Le dernier, et celui sur lequel Julian Barnes s’attarde, est Samuel Pozy. Issu de la bourgeoisie de province (Bergerac), il frappe par sa modernité. Sa famille est de confession protestante mais il est athée, il parle anglais couramment ce qui est rare pour cette époque et enfin ayant épousé une carrière de médecin, il va créer la discipline de la gynécologie moderne en France. Pour cela il voyage beaucoup, non seulement en Angleterre mais aussi aux États-Unis et en Argentine. Il ramène de ces séjours de nouvelles techniques qu’il mets en place dans l’hôpital qu’il dirige maintenant à Paris. Politiquement, il prends le camp des dreyfusards.

Il fréquente beaucoup les salons, ces endroits mondains où les artistes rencontrent et se financent auprès des bourgeois mécènes. Pozy y croise et soignera beaucoup de leurs visiteurs: Proust, Oscar Wilde, Daudet, Degas, Anatole France, Zola, etc.
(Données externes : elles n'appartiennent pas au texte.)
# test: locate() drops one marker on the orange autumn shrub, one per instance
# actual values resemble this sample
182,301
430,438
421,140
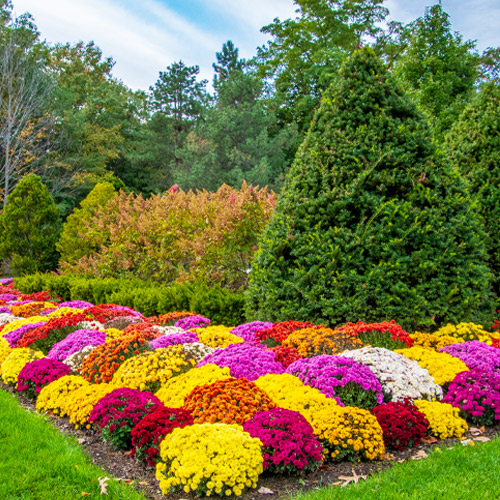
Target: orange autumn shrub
177,236
229,401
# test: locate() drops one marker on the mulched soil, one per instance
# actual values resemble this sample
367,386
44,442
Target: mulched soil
119,465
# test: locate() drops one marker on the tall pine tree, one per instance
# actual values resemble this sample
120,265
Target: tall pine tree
371,224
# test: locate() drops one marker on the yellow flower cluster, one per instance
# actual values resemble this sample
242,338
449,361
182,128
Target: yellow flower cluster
79,403
349,431
173,392
15,362
64,311
17,323
53,397
152,369
217,336
442,366
113,333
434,342
444,419
209,458
289,392
467,331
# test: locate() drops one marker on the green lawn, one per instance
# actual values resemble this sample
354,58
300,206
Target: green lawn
38,462
459,473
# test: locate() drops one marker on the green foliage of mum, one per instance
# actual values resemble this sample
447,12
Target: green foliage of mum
74,242
371,224
30,228
474,148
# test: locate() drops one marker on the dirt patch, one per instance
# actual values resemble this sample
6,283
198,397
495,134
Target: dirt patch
120,465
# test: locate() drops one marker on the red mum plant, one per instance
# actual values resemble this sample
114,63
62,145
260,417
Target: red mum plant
117,413
280,331
289,445
403,424
285,355
148,433
39,373
387,334
44,337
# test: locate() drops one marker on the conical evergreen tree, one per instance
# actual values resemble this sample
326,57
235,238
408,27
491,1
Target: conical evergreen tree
371,224
473,146
30,226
Samuel Pozzi chez lui, par John Singer Sargent
Samuel Pozzi chez lui, par John Singer Sargent

Marié et père de trois enfants, le chirurgien aura beaucoup de maîtresses dont Sarah Bernhardt mais en bon dandy français il rassure sa femme : « Je ne vous ai pas trompée, ma chère, je vous ai complétée ».

Le livre dresse aussi le portrait d’autres personnages aussi colorés comme le journaliste Jean Lorrain, les frères Goncourt qui avec leur écrits déclenchent des scandales, des duels ou des procès (voir les extraits ci-dessous).
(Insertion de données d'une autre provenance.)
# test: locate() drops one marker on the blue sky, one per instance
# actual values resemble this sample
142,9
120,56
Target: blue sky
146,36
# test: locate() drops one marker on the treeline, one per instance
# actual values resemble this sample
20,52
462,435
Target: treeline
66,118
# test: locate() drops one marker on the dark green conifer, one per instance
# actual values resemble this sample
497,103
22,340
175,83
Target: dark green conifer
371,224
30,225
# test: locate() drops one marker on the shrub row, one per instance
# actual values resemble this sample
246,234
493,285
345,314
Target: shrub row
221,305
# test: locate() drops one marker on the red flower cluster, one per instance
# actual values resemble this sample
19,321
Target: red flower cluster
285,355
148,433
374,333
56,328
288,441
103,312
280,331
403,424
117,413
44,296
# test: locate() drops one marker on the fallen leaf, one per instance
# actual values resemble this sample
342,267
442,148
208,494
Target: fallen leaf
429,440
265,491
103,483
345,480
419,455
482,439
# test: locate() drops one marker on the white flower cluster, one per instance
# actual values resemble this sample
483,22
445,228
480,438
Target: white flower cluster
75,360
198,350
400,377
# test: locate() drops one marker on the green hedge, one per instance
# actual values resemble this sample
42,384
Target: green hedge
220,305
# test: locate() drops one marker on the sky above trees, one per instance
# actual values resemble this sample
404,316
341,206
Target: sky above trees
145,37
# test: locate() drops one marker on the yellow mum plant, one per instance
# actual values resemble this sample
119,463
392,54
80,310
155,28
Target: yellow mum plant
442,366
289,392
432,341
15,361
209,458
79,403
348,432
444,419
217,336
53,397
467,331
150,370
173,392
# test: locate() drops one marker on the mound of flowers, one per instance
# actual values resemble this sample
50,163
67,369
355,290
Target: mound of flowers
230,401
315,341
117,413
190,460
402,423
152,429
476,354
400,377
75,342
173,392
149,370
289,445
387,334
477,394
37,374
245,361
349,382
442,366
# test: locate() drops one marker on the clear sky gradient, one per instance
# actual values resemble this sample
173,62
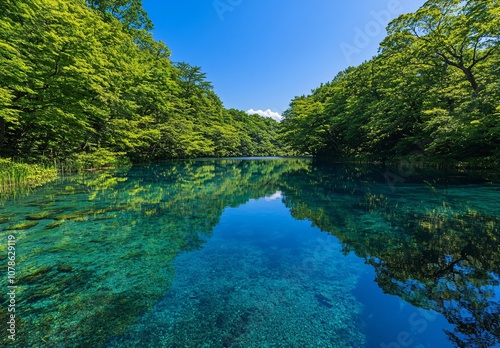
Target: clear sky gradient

Sur le fond l’auteur fait bien de nous rappeler de la limite de son exercice qui est de faire revivre ces personnages morts depuis longtemps. Notre image de ces individus, et en particulier du cher docteur Pozy, repose sur des témoignages indirects. Il est facile de se laisser séduire par ce Paris étincelant du début du siècle. L’époque était synonyme de progrès sociaux et technologiques, avec des évènements comme les Expositions Universelles. Mais c’est aussi une période de fortes inégalités avec les barons d’industries et la bourgeoisie qui amassent des fortunes alors que la population générale ne bénéficie pas autant de cette croissance. La corruption politique est assez courante pour dire que chaque député était à vendre et je ne parle pas de l’affaire Dreyfus.

Au final, ce fut une très bonne surprise. C’est un livre d’un peu moins 300 pages mais il n’y a pas de chapitre, une structure inhabituelle mais qui ne paraît pas. Ces vignettes biographiques nous dresse un bon portrait d’une époque et le style d’écriture, plein d’esprit, rend la lecture encore pus agréable.
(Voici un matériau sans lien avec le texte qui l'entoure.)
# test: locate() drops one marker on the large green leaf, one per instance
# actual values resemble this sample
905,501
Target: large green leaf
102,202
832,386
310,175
J’ai capturé quelques passages pour donner un avant-goût du livre.

Citation du docteur Pozy:

Le chauvinisme est une des formes de l’ignorance

Quelques passages qui m’ont bien amusés.

À propos de Jean Lorrain:

He was a man to be both endured and enjoyed. He said: “What is a vice? Merely a taste you don’t share.” Like Wilde, he was someone whose excessiveness and noisy ego were exhilarating to some, embarassing to others, and alarming to quieter homosexuals who valued privacy and feared the police van.

Oscar Wilde:

A sickly moralising hung over much British art; as Wilde, in The Picture of Dorian Gray, put it of the painter Basil Hallward: “His work was that curious mixture of bad painting and good intentions that always entitles a man to be called a representative British artist.” (Wilde was half-parroting Flaubert: “You dont make art out of good intentions.”)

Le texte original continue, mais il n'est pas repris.